Zmodernizowany Volkswagen e-up! z niższą ceną
Można już zamawiać elektrycznego Volkswagena e-up!, którego światowy debiut miał miejsce Międzynarodowego Salonu Samochodowego IAA we Frankfurcie. Cena samochodu wynosi 96 290 zł.
Co ciekawe, ta cena już aż o 20 900 zł niższa niż w momencie debiutu elektrycznego up-a w 2016 roku.
Jak każdy model Volkswagena również e-up! oferuje bardzo wiele możliwości indywidualizacji wyglądu - do wyboru jest siedem kolorów nadwozia, dwa kolory dachu (czarny lub biały), trzy rodzaje obręczy kół w rozmiarze od 14 do 16 cali, elementy wykończenia tablicy rozdzielczej w dwóch kolorach i dwa wzory tapicerki siedzeń.
Dzięki elektrycznemu silnikowi o mocy 61 kW (83 KM) Volkswagen e-up! przyspiesza od 0 do 100 km/h w 12,3 s i można nim podróżować z prędkością maksymalną wynoszącą 130 km/h.
Prędkość maksymalna została elektronicznie ograniczona, co zapobiega uszkodzeniu baterii poprzez zbyt duży pobór prądu i pozytywnie wpływa na zasięg, który wg normy WLTP ma sięgać 260 km.
Akumulator o pojemności 32,3 kWh, czyli blisko dwukrotnie większej wcześniej, można ładować na trzy sposoby - ze zwykłej sieci energetycznej i gniazdka w domu (wówczas czas ładowania akumulatora od 0 do 100 procent pojemności wynosi 16 godzin), przy pomocy Wallboxa (czas ładowania skraca się do 5,5 godziny) oraz za pośrednictwem szybkiej ładowarki (wtedy czas ładowania akumulatora od 0 do 80 procent pojemności wynosi mniej niż godzinę).
Dzięki seryjnej aplikacji We Connect przy pomocy smartfona kierowca może kontrolować nie tylko informacje na temat przebiegu każdej trasy (prędkość, zużycie i odzysk energii) czy sprawdzić położenie samochodu, ale również zaprogramować godzinę rozpoczęcia i końca ładowania akumulatora oraz czas uruchomienia klimatyzacji, aby schłodzić wnętrze pojazdu przed rozpoczęciem podróży.
Skąd tak znaczny spadek ceny?

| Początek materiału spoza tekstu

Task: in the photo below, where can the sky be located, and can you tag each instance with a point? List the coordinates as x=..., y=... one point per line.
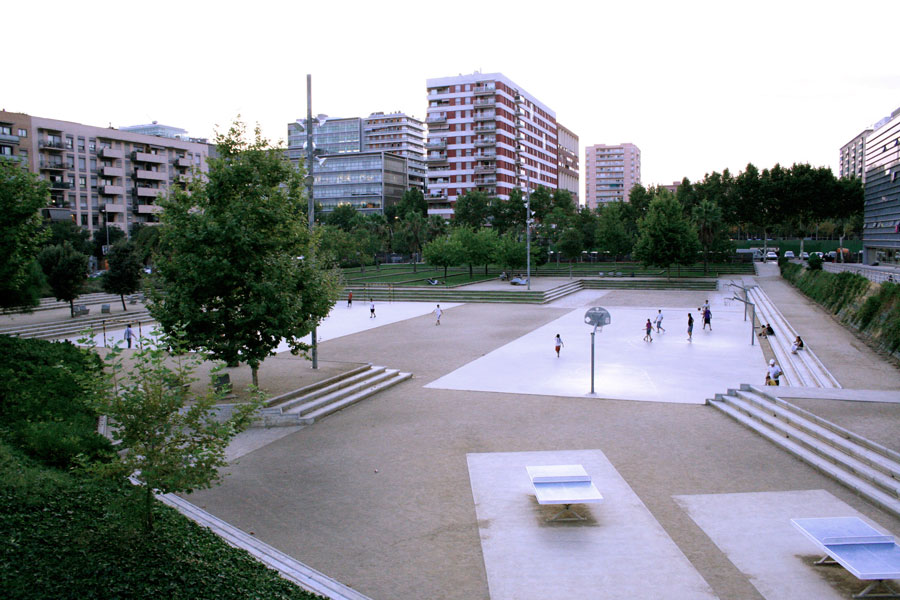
x=697, y=86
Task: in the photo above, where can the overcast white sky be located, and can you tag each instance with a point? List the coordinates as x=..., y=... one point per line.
x=697, y=86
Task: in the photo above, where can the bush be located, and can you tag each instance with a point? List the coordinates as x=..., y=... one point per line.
x=43, y=409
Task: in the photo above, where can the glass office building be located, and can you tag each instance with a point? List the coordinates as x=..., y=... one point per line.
x=367, y=181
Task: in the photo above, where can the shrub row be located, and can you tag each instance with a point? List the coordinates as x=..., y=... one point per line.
x=873, y=309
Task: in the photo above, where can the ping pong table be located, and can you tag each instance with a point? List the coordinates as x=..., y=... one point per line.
x=563, y=484
x=862, y=550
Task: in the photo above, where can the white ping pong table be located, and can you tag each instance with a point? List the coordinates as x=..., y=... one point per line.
x=566, y=485
x=862, y=550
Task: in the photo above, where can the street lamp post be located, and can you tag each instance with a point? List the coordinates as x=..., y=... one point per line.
x=309, y=191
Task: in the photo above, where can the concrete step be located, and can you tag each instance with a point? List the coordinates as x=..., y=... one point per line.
x=289, y=568
x=391, y=379
x=847, y=461
x=862, y=462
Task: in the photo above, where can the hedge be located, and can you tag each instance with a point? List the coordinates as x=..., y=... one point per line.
x=872, y=309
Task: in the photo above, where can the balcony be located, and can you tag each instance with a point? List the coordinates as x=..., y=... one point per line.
x=151, y=175
x=111, y=153
x=149, y=209
x=52, y=145
x=482, y=89
x=147, y=192
x=112, y=172
x=156, y=159
x=111, y=207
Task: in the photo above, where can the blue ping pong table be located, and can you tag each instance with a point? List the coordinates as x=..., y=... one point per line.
x=563, y=484
x=862, y=550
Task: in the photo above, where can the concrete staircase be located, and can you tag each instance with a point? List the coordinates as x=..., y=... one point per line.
x=801, y=369
x=867, y=468
x=308, y=404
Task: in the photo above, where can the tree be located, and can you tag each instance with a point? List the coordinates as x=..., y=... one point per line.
x=22, y=195
x=124, y=276
x=444, y=252
x=612, y=235
x=478, y=246
x=471, y=209
x=707, y=219
x=666, y=238
x=412, y=201
x=170, y=438
x=570, y=244
x=66, y=269
x=237, y=272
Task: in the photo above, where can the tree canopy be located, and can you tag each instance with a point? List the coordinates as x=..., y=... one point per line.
x=237, y=273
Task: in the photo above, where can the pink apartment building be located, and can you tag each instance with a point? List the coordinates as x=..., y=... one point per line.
x=486, y=133
x=611, y=172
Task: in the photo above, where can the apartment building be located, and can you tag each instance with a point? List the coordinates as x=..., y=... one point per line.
x=881, y=216
x=611, y=172
x=100, y=175
x=486, y=133
x=567, y=156
x=365, y=162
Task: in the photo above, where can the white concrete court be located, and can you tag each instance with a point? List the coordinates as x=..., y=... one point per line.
x=621, y=551
x=669, y=369
x=755, y=532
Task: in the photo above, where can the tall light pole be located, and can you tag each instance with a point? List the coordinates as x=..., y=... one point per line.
x=309, y=191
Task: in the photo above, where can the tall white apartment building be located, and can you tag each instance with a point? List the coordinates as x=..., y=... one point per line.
x=486, y=133
x=611, y=172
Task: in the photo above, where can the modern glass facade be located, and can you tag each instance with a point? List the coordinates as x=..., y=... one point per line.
x=368, y=181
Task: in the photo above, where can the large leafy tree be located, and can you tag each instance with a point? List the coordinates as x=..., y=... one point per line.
x=66, y=270
x=237, y=272
x=471, y=209
x=666, y=237
x=22, y=195
x=125, y=266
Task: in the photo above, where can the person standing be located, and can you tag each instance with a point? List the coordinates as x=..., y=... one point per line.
x=774, y=372
x=648, y=330
x=437, y=313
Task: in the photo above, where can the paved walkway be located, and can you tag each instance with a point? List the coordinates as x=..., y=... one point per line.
x=380, y=495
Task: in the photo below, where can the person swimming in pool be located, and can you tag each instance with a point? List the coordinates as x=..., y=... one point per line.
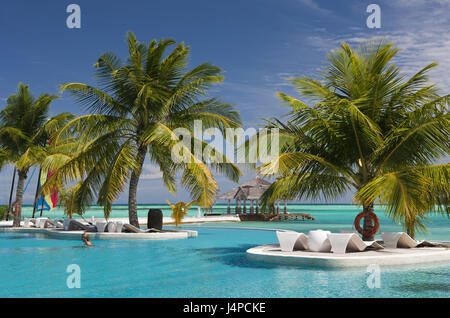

Wg producenta wynika to z faktu, że e-up! będzie produkowany w dużej liczbie egzemplarzy. Volkswagen zamierza sprzedawać znacznie więcej samochodów elektrycznych. W wypadku czterodrzwiowego e-up! liczba produkowanych aut - według prognoz - również ma być znacznie większa niż w wypadku poprzednika.